Because it seemed you forgot it. With your reference above you made up for the missing justification.
 
  • #26
Forget what? How to do dimensional analyses?
No, I did not justify the method with the reference, that was neither possible nor necessary. I just found a numeric prefactor (took about 30 seconds, no magic involved).
Oh by the way, that is a prefactor for M^2, so the factor for M is just ~3.
 
  • #27
mfb said:
Forget what?

To provide a calculation, a reference or any other kind of justification for your claim that the prefactor is small. Instead you asked me for a reason to expect a large prefactor. That's in fact the opposite of the "widely used method in all quantitative sciences". But as you fixed that in #21 we can forget it.
 

1. What is a black hole?

A black hole is a region of space with a gravitational pull so strong that nothing, including light, can escape from it. It is formed when a massive star dies and its core collapses under its own gravity.

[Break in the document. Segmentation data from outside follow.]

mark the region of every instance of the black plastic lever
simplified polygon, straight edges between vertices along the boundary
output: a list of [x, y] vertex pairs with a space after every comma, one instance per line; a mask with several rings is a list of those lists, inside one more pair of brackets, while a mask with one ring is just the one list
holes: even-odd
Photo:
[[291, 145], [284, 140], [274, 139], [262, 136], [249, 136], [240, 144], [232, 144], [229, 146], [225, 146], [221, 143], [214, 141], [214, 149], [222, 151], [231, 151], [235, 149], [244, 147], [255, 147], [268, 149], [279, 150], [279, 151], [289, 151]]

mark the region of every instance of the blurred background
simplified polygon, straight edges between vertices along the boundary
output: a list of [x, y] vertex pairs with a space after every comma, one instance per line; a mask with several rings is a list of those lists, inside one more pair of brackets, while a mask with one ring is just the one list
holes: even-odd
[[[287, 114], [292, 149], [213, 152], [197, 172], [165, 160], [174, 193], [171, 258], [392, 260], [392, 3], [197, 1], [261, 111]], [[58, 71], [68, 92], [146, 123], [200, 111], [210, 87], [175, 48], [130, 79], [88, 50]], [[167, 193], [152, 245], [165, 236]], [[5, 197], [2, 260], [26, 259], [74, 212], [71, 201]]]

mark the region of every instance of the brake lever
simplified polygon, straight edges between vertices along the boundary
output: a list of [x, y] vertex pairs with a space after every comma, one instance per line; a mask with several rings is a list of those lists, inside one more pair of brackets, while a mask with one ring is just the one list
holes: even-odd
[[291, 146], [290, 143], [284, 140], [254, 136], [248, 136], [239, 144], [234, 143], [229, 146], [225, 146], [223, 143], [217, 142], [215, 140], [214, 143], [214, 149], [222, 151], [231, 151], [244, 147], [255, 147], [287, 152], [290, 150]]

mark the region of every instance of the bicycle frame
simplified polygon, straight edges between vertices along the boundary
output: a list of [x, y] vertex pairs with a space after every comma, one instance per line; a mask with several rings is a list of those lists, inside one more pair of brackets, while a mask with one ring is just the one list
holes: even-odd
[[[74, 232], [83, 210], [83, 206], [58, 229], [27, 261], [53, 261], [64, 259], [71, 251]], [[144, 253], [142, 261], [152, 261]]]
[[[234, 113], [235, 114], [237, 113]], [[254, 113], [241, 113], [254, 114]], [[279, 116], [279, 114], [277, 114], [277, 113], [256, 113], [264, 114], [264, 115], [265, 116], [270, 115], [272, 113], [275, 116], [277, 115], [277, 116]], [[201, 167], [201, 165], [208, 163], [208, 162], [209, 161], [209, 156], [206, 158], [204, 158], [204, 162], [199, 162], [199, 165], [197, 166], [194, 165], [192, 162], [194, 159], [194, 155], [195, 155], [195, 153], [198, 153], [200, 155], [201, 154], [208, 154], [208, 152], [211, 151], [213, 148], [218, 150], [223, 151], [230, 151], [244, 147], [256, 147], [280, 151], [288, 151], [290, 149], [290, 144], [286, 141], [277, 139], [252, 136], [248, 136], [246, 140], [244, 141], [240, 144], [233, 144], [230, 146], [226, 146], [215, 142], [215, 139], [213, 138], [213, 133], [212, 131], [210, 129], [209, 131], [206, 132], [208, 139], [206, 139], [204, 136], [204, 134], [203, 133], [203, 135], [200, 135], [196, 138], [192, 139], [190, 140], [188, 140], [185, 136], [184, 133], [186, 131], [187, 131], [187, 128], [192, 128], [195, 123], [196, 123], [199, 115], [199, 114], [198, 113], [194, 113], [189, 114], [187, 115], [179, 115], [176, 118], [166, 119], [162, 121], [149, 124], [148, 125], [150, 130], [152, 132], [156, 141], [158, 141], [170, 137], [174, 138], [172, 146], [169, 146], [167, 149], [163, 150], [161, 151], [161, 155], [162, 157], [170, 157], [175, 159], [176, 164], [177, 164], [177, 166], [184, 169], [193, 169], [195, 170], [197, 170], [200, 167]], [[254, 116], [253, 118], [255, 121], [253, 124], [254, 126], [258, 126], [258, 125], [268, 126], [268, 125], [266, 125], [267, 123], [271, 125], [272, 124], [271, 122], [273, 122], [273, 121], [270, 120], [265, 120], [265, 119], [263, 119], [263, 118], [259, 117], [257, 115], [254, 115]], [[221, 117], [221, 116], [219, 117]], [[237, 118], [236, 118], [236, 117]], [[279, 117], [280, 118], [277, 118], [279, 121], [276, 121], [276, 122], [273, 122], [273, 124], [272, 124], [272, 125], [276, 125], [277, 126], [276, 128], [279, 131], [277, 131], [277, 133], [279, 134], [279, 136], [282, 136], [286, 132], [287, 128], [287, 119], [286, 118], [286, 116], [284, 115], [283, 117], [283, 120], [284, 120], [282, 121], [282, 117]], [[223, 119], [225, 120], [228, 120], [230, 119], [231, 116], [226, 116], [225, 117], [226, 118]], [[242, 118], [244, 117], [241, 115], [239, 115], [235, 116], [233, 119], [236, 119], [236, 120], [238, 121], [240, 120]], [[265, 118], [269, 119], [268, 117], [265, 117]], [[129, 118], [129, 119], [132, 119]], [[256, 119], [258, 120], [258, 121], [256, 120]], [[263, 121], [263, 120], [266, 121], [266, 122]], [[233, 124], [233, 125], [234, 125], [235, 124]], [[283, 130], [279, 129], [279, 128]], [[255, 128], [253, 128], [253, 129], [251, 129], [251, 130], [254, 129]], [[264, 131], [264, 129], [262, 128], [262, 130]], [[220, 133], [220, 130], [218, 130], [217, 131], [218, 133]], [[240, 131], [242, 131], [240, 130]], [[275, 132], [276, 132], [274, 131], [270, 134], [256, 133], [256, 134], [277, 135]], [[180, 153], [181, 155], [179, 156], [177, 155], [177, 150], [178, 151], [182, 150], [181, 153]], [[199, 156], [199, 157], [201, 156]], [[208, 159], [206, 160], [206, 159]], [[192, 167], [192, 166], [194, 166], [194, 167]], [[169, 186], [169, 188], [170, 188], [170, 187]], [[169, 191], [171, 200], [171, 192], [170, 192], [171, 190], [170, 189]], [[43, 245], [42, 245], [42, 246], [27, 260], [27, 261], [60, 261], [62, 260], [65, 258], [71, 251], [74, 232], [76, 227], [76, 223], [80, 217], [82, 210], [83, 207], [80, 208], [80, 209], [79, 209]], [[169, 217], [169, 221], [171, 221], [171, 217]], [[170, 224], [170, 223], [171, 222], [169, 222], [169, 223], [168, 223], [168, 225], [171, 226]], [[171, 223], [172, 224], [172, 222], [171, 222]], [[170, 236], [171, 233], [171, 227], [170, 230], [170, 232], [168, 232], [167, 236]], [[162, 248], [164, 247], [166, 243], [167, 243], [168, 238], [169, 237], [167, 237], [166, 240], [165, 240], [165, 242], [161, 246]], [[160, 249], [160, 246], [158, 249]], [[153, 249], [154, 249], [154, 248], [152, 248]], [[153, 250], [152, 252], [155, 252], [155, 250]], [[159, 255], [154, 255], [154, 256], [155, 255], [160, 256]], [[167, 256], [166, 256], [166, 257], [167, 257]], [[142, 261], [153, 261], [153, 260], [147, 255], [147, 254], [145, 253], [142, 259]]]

2. Is it possible to enter a black hole?

Theoretically, yes. However, it is not currently possible to physically enter a black hole due to the extreme gravitational forces and intense radiation near the event horizon.

3. What would happen if someone enters a black hole?

According to current theories, the intense gravitational forces near the event horizon would cause a phenomenon called "spaghettification", where the person would be stretched and pulled apart due to the extreme difference in gravitational pull between their head and feet.

4. Can anything escape from a black hole?

No, nothing can escape from a black hole once it passes the event horizon. However, some particles have been observed to escape from the area just outside the event horizon, known as the "point of no return".

5. Can we learn anything from entering a black hole?

Theoretically, yes. Studying the effects of extreme gravity and intense radiation near the event horizon could provide valuable insights into the laws of physics and our understanding of the universe. However, this is currently not possible and would require advanced technology and protective measures.